See Here… Eye-Opening Research About COVID Revealed
Me: My eyes have been aching the past couple days.
Friend: Maybe you have COVID.
Friend: Yeah, aching eyes is one of the symptoms of the Omicron variant.
Me: Since when?
Friend: Well, for a while, probably. But the British Medical Journal recently published something about it.
Me: Hmmm. I’ll have to check that out.
The Eyes Have It
So, I did. Sure enough, a recent research study published in the journal BMJ Open Ophthalmology revealed that a COVID infection can have an impact on our eyes.
In fact, what may seem like an eye-related problem might be better diagnosed initially by a COVID test rather than a visit to the eye doctor. Of course, you should still see your ophthalmologist, but get checked for COVID first.
Now, the most likely symptoms from an Omicron infection continue to be cough, fever, and loss or change in taste or smell. Plus sore throat, brain fog and fatigue.
But aching eyes, including a more pronounced sensitivity to light than normal, might indicate a COVID infection.
Those who test positive for COVID who also have eye issues usually report vision problems, red or bloodshot eyes, or aching in the eyes.
Light Sensitivity & Blurry Vision
The study included 83 participants, including patients who tested positive for COVID. The answers to their questionnaires indicated that eye problems were common.
Most reported photophobia, which is an increased sensitivity to light causing discomfort. That was the most frequent symptom.
But the most significant symptom was aching eyes. Additionally, many had blurry vision and/or bloodshot eyes.
A small percentage of the participants who tested positive for COVID reported conjunctivitis (inflammation of the eye lining), even when other symptoms were mild or non-existent.
Sore Eyes a COVID Symptom
In the study, there was no significant difference in eye symptoms between males and females.
About 81% of the participants said their eye symptoms did not appear until two weeks after they had experienced other COVID symptoms.
And 80% reported that their eye-related problems had dissipated after two weeks.
The journal’s conclusion reads, in part, “The most significant ocular symptom experienced by people suffering from COVID-19 was sore eyes. Other symptoms associated with other types of conjunctivitis, such as mucus discharge and gritty eyes linked to bacterial infection, did not reach significance.”
Eye Issues Can Persist
According to the Mayo Clinic, conjunctivitis can be a COVID symptom. They say the most common eye problems linked to COVID are light sensitivity, sore eyes and itchy eyes.
An article published by Scientific American reports that approximately 11% of people who test positive for COVID develop some type of eye or ear problem.
Those problems include red eyes, sensitivity to light and ringing ears. And sometimes those issues persist well after other COVID symptoms have subsided.
The takeaway here, according to the article’s authors, is that people may need to broaden the scope of warning signs to watch for regarding when to get tested for COVID.
Early Clues Were There
Lee Gehrke is a molecular biologist at the Massachusetts Institute of Technology. He said, “The data are growing to suggest that there are more neural consequences of this infection than we originally thought.”
Actually, there were early clues that eye problems might be a COVID-19 symptom. Li Wenliang, a Chinese ophthalmologist, likely caught the virus from an asymptomatic glaucoma patient. Before the doctor died in 2020, he tried to warn the world about the illness’s severity.
Other early signs of eye problems connected to COVID were reported in Singapore, where researchers detected SARS in patients’ tears back in 2003. As well as in Toronto, where infection rates were higher among healthcare workers who did not wear eye protection.
In Italy, researchers found COVID on the surface of the eyes of more than one-half of 91 patients who’d been hospitalized in the spring of 2020.

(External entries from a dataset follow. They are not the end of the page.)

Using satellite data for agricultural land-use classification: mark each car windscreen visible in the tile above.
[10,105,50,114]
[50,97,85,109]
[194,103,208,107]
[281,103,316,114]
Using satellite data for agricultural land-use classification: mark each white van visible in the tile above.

Bhupendra Patel is with the University of Utah’s John A. Moran Eye Center. He co-authored a 2021 review of research on COVID’s ocular symptoms. He believes up to one-third of COVID patients have some type of eye issue, even if it’s not visible.
Are Eyes a Portal for Infection?
In addition to eye issues being a symptom of COVID, eyes may actually be a portal that leads to infection.
If the virus is on one’s hands, eye-rubbing could result in infection. Or respiratory droplets from a cough or sneeze could land in another person’s eyes.
From there, the infection could make its way into nasal passages and then into the respiratory system.
Shahzad Mian, an ophthalmologist at the University of Michigan, says about 6% of people show signs of COVID in their eyes before other symptoms kick in. In other words, red or itchy eyes could mean COVID infection, even without other symptoms.
Allergies or COVID?
Now, people who have red or itchy eyes should not jump to the conclusion that they have COVID-19. Especially during fall allergy season.
Typical allergy symptoms including watery eyes and stuffy nose are much more likely to be an indicator of allergies than of COVID.
But research shows it wouldn’t hurt to get tested for the virus if symptoms persist and don’t respond to allergy medication.
And if you have additional symptoms beyond normal allergy symptoms, it’s definitely a good idea to get tested.
Staying healthy during challenging times should be our top priority. Please take care of yourselves to the best of your abilities.